Hongkong: Konfrontation vermieden - Neue Verhandlungen?

Die Hongkonger Regierung und die Studenten ringen um einen Dialog über den Ausweg aus der bisher schwersten Krise in Chinas Sonderverwaltungsregion. Erste Vorgespräche scheiterten in der Nacht zum Montag.

Hongkong: Konfrontation vermieden - Neue Verhandlungen?
Dennis M. Sabangan Hongkong: Konfrontation vermieden - Neue Verhandlungen?

Die friedlichen Demonstrationen für mehr Demokratie in der früheren britischen Kronkolonie dauern an. Erstmals kehrte aber wieder etwas Normalität in der asiatischen Finanz- und Wirtschaftsmetropole ein.

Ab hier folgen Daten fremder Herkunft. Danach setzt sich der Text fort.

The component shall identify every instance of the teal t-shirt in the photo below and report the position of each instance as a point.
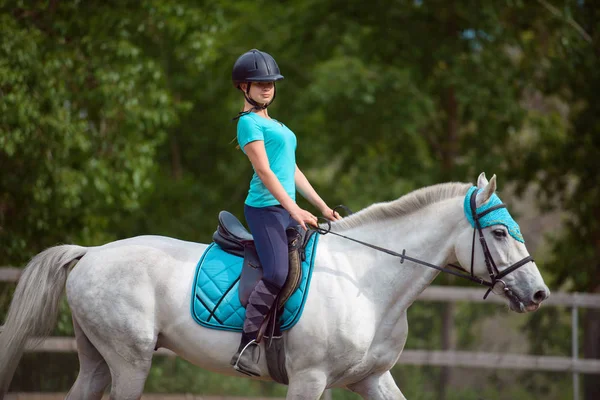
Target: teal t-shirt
(280, 145)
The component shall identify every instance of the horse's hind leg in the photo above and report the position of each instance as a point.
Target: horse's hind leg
(129, 379)
(307, 385)
(378, 387)
(94, 375)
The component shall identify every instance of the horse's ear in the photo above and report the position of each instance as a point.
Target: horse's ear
(488, 190)
(481, 181)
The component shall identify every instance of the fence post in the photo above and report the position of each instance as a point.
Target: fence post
(575, 348)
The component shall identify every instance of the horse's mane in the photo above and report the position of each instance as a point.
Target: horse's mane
(406, 204)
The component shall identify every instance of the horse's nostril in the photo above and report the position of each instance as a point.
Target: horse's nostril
(540, 296)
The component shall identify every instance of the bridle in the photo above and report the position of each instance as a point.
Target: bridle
(495, 275)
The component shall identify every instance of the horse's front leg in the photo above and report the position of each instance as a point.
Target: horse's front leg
(307, 385)
(378, 387)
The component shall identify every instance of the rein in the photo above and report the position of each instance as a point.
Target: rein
(495, 275)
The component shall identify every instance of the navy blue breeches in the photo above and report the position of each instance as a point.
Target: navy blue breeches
(268, 225)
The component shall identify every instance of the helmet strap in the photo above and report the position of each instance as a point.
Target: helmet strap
(256, 105)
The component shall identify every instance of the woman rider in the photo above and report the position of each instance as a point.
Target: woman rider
(270, 206)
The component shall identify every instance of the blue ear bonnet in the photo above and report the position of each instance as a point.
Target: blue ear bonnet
(500, 216)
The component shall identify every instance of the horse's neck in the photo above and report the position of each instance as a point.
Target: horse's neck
(427, 235)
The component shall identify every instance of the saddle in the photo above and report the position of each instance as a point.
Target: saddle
(235, 239)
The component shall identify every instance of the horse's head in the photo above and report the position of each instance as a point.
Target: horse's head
(492, 247)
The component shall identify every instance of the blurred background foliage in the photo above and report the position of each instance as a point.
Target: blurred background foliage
(115, 121)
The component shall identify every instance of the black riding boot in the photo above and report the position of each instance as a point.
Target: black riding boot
(261, 300)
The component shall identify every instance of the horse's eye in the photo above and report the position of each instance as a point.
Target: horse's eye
(499, 233)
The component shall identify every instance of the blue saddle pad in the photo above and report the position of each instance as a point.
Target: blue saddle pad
(215, 299)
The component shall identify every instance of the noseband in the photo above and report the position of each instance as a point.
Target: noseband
(495, 275)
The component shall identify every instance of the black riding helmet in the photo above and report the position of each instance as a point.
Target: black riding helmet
(255, 66)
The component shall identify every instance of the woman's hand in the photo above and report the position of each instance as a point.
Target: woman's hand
(303, 217)
(329, 214)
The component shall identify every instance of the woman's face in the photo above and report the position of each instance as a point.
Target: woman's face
(261, 92)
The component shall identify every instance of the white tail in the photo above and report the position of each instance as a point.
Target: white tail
(34, 307)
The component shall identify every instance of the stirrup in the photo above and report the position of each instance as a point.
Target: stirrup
(240, 368)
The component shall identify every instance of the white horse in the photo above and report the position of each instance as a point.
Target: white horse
(132, 296)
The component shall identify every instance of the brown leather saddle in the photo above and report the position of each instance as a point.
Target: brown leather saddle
(234, 238)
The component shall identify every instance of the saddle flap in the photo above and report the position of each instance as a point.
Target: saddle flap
(233, 226)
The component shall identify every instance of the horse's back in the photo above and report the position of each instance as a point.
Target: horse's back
(132, 284)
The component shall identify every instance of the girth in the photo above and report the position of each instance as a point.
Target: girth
(234, 238)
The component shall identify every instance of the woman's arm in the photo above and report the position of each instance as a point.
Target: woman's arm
(258, 157)
(310, 194)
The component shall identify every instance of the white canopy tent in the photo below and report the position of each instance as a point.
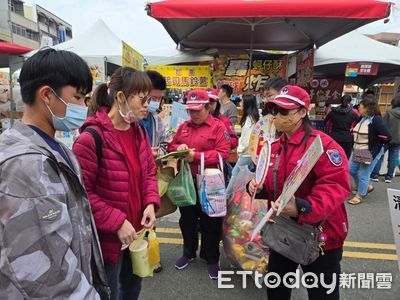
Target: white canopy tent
(98, 42)
(99, 46)
(172, 56)
(331, 59)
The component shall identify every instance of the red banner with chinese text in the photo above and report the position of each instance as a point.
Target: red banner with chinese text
(234, 71)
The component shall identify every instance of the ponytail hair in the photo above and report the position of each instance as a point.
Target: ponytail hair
(124, 79)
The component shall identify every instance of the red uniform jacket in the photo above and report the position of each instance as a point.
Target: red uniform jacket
(231, 131)
(326, 187)
(108, 187)
(211, 138)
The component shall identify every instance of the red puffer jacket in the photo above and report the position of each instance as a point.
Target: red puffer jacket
(326, 187)
(108, 187)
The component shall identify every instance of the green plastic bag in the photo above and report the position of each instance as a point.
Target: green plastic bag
(181, 189)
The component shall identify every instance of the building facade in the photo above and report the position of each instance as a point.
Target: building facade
(31, 26)
(387, 38)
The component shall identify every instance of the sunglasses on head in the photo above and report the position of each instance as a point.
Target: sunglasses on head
(282, 111)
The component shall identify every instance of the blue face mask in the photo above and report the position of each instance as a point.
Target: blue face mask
(153, 106)
(75, 115)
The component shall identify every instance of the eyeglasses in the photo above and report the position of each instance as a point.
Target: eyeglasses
(282, 111)
(157, 99)
(269, 96)
(144, 99)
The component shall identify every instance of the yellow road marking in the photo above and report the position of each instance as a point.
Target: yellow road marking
(346, 244)
(170, 240)
(364, 255)
(352, 254)
(370, 245)
(367, 255)
(168, 230)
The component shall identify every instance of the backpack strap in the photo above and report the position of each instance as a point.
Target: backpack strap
(99, 144)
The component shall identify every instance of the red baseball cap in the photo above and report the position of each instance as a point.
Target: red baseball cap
(197, 99)
(212, 94)
(291, 97)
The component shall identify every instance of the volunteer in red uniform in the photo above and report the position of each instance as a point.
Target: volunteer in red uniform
(215, 107)
(206, 134)
(321, 195)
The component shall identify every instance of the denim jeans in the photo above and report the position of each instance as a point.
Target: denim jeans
(124, 285)
(394, 152)
(362, 172)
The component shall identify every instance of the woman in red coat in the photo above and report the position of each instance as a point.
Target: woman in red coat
(122, 186)
(321, 195)
(201, 134)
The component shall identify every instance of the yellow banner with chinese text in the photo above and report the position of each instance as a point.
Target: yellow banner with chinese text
(184, 77)
(131, 58)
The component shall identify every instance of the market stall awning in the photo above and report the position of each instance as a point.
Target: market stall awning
(13, 49)
(264, 24)
(331, 59)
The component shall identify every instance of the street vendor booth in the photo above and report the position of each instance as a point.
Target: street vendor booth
(288, 25)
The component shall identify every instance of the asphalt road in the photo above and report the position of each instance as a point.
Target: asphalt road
(369, 248)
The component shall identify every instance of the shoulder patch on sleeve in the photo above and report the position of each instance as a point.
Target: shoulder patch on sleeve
(227, 136)
(334, 157)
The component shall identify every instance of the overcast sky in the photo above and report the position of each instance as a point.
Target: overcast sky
(129, 21)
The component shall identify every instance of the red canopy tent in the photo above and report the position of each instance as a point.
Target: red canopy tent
(263, 24)
(7, 48)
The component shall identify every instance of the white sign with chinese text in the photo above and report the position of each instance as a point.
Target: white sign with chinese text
(394, 206)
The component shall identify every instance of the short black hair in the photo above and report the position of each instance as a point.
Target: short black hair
(228, 89)
(157, 80)
(276, 83)
(56, 68)
(395, 102)
(370, 92)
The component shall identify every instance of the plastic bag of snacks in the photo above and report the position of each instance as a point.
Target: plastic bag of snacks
(241, 218)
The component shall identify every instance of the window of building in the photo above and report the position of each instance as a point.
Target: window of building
(25, 32)
(16, 6)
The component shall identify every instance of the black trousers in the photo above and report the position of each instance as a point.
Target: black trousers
(327, 264)
(210, 229)
(347, 147)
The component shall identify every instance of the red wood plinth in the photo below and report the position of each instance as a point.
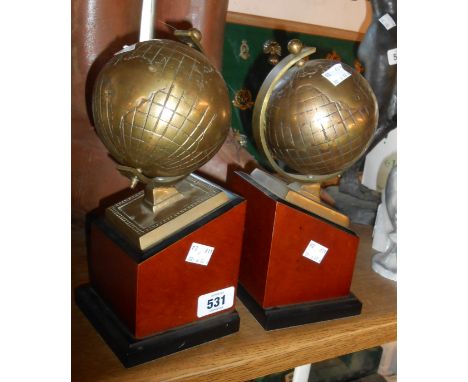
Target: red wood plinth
(273, 269)
(157, 290)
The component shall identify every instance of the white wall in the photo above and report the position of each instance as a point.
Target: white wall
(342, 14)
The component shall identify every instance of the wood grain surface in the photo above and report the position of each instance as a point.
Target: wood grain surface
(252, 352)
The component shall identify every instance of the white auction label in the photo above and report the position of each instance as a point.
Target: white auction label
(391, 54)
(199, 254)
(336, 74)
(215, 301)
(315, 252)
(387, 21)
(126, 48)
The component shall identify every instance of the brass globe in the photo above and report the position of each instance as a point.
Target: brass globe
(161, 108)
(309, 128)
(316, 127)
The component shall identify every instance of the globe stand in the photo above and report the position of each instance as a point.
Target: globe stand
(283, 280)
(306, 196)
(151, 297)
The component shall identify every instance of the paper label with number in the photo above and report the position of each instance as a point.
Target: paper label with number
(126, 48)
(315, 252)
(199, 254)
(387, 21)
(336, 74)
(391, 54)
(215, 301)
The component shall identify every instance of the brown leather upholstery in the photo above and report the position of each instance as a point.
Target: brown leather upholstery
(99, 29)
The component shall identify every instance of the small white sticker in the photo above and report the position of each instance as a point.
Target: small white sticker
(215, 301)
(391, 54)
(126, 48)
(387, 21)
(199, 254)
(336, 74)
(315, 252)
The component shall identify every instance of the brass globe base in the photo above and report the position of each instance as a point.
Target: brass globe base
(306, 196)
(152, 215)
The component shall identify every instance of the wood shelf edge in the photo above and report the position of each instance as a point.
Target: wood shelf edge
(292, 26)
(265, 364)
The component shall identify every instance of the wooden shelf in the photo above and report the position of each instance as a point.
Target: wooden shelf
(252, 352)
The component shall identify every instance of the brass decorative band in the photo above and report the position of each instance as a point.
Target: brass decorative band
(259, 115)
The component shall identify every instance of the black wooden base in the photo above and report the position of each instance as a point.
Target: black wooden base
(299, 314)
(132, 351)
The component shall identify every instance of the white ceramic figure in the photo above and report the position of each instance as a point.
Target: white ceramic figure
(385, 231)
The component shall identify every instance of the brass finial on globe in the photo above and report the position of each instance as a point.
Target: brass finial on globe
(311, 126)
(295, 46)
(161, 109)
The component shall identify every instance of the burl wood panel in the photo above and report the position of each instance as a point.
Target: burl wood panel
(273, 268)
(113, 274)
(165, 288)
(293, 278)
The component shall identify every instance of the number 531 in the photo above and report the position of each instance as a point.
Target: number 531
(215, 302)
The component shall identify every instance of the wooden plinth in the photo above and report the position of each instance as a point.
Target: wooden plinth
(155, 291)
(251, 352)
(132, 351)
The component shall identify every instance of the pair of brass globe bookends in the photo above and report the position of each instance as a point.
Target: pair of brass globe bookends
(166, 257)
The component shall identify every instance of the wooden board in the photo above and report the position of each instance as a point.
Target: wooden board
(252, 352)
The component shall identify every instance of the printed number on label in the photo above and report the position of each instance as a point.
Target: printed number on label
(215, 301)
(392, 56)
(126, 48)
(387, 21)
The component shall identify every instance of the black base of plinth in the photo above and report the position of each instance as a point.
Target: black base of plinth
(299, 314)
(132, 351)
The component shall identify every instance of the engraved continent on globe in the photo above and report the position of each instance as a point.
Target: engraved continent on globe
(315, 127)
(161, 108)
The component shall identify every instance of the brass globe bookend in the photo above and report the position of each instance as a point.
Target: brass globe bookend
(163, 263)
(310, 129)
(162, 110)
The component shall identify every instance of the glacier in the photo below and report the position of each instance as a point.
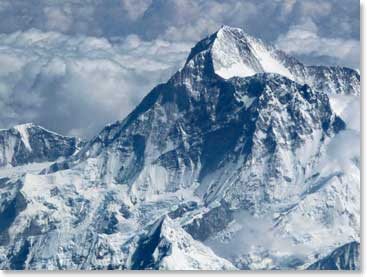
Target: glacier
(234, 163)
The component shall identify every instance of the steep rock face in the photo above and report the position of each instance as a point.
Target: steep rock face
(204, 149)
(29, 143)
(346, 257)
(235, 53)
(167, 246)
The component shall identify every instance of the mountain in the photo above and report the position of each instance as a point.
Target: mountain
(235, 150)
(345, 257)
(235, 53)
(29, 143)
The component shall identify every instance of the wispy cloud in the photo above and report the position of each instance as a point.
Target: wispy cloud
(303, 39)
(78, 84)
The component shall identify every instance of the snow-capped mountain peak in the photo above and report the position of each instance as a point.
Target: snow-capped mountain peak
(236, 53)
(30, 143)
(231, 52)
(230, 139)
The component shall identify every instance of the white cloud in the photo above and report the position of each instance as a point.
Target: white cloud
(135, 8)
(76, 85)
(303, 39)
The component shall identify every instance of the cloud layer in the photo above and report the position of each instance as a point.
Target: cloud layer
(75, 85)
(66, 62)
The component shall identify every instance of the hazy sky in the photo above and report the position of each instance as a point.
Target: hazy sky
(75, 65)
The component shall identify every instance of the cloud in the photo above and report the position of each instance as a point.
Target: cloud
(303, 39)
(65, 60)
(135, 8)
(75, 85)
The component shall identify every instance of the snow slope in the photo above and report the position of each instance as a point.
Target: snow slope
(207, 169)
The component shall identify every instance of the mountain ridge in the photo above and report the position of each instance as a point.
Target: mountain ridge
(213, 154)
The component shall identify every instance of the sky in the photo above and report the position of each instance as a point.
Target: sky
(73, 66)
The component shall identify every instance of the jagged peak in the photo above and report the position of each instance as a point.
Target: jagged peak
(233, 52)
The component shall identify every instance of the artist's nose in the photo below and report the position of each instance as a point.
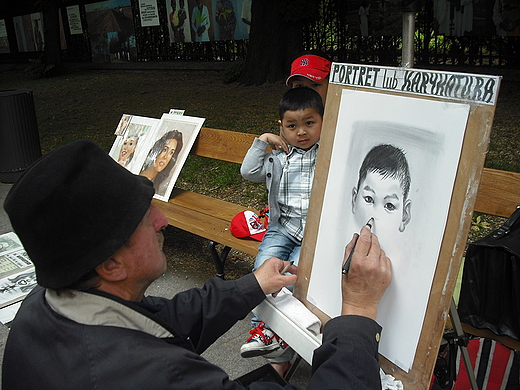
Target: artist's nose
(159, 220)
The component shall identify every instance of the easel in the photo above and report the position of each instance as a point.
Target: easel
(461, 341)
(457, 226)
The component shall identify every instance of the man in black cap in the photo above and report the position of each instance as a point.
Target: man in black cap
(95, 239)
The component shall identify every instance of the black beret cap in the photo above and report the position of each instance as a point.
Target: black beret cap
(74, 208)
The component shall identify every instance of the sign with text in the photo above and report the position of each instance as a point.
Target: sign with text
(460, 86)
(74, 17)
(149, 13)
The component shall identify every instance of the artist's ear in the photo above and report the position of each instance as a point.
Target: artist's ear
(113, 269)
(407, 215)
(354, 197)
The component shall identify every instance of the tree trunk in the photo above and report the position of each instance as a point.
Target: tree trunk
(51, 25)
(273, 44)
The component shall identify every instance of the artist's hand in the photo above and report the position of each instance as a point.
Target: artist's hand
(275, 141)
(269, 277)
(369, 275)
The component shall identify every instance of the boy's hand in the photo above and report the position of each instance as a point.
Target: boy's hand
(275, 141)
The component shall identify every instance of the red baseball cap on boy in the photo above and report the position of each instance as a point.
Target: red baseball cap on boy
(311, 66)
(247, 224)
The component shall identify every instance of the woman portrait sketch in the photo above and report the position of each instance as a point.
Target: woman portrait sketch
(161, 159)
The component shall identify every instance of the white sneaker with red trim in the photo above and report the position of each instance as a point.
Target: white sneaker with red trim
(262, 342)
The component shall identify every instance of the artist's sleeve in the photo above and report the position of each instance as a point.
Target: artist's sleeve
(348, 357)
(204, 314)
(253, 167)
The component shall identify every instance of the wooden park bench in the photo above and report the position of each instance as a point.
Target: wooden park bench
(207, 216)
(498, 194)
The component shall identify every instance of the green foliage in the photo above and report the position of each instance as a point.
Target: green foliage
(478, 224)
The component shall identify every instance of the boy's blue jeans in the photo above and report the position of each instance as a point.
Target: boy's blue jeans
(277, 243)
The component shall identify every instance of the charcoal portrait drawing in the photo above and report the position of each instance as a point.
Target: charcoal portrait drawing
(394, 159)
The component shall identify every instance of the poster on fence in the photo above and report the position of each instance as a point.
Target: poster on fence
(4, 42)
(111, 30)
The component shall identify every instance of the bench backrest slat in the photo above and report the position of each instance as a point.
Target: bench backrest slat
(224, 145)
(498, 193)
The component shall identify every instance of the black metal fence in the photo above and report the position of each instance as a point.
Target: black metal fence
(334, 32)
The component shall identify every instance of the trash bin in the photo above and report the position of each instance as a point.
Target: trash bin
(19, 139)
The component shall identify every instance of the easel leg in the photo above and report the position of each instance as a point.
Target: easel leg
(455, 320)
(219, 258)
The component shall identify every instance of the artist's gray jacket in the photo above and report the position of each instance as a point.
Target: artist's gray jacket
(259, 166)
(96, 341)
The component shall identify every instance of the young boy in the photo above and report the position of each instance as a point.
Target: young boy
(288, 172)
(382, 191)
(312, 71)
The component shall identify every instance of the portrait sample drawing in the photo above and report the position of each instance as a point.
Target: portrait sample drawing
(396, 164)
(130, 140)
(165, 150)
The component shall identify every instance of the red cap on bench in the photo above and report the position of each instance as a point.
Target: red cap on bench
(247, 224)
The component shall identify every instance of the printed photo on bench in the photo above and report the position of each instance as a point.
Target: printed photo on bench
(130, 140)
(408, 198)
(165, 150)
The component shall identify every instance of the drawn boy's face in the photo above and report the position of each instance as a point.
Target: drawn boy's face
(301, 128)
(383, 200)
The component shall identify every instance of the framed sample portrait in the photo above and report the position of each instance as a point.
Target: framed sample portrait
(404, 149)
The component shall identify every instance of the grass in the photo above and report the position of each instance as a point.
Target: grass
(89, 103)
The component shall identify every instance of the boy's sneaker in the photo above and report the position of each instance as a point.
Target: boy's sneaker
(263, 341)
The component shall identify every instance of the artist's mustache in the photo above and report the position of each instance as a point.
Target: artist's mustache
(160, 238)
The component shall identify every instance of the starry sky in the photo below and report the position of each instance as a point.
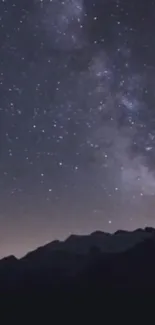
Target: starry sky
(77, 119)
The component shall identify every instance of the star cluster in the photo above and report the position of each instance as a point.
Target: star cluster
(77, 118)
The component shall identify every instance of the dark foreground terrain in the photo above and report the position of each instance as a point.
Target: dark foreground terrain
(84, 268)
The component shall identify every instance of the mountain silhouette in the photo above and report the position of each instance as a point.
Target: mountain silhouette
(99, 264)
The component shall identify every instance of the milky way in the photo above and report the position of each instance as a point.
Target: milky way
(77, 149)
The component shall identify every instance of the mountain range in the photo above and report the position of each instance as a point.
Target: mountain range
(85, 267)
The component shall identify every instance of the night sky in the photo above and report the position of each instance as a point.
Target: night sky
(77, 119)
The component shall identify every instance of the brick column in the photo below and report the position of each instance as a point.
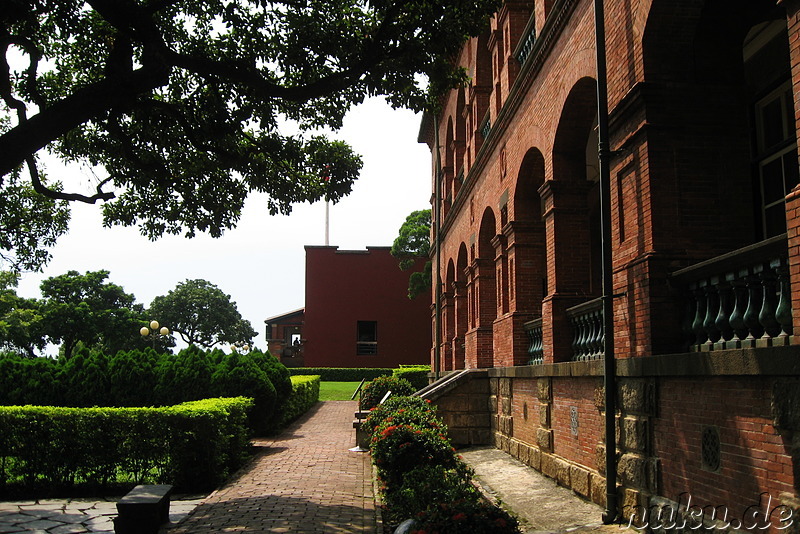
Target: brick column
(568, 276)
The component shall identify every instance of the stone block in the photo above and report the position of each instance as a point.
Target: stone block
(786, 404)
(653, 467)
(600, 397)
(600, 458)
(544, 439)
(632, 469)
(635, 434)
(459, 436)
(562, 472)
(637, 395)
(598, 489)
(579, 480)
(544, 391)
(544, 415)
(523, 452)
(480, 436)
(549, 467)
(535, 458)
(505, 387)
(506, 405)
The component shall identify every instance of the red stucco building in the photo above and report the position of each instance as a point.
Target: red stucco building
(357, 313)
(704, 244)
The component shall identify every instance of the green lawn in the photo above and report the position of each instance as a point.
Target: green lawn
(337, 390)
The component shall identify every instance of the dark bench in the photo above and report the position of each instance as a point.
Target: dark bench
(143, 510)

Die Regierung und Schulen konnten ihren Betrieb wieder aufnehmen, nachdem die Studenten ein Ultimatum der Regierung erfüllt hatten und wie gefordert zumindest einen Teil ihrer Blockaden geräumt hatten. Ungehindert konnten 3000 Regierungsbeamte wieder zur Arbeit gehen. Auch die Mittelschüler in betroffenen Gebieten konnten wieder zum Unterricht kommen. Grundschulen und Kindergärten blieben geschlossen.

Hunderte Demonstranten campierten unverändert nahe des Regierungssitzes sowie an zwei anderen Protestorten und blockierten Hauptverkehrsadern. Es gab weiter starke Verkehrsbehinderungen. Die seit mehr als einer Woche anhaltenden Proteste hatten sich an Beschlüssen des Pekinger Volkskongresses entzündet. 2017 soll demnach zwar erstmals eine direkte Wahl in Hongkong erlaubt sein. Eine freie Nominierung der Kandidaten wird den Hongkongern aber verweigert.

Die Studentenvereinigung warf der Regierung vor, ihre Bedingungen für die geplanten Gespräche nicht erfüllen zu wollen. So etwa die Forderung nach mehreren Dialogrunden und einer «Umsetzung» der Ergebnisse. «Wir hoffen, dass die Gespräche nicht nur eine Plauderei oder Konsultationen werden», sagte Studentenführer Lester Shum. Ihr einziges Ziel sei, die politischen Probleme zu lösen.

Die Aktivisten diskutierten auch einen möglichen Abzug vom Regierungssitz oder sogar ein grundsätzliches Ende der Proteste. «Der Ball liegt im Spielfeld der Regierung», sagte Studentenführer Alex Chow auf die Frage, wann die Proteste enden würden. «Wir alle warten und schauen, wie die Regierung handelt, um zu sehen, ob das Verzögerungstaktik ist oder ob sie wirklich einen Dialog führen wollen», sagte der Führer der Studentenvereinigung.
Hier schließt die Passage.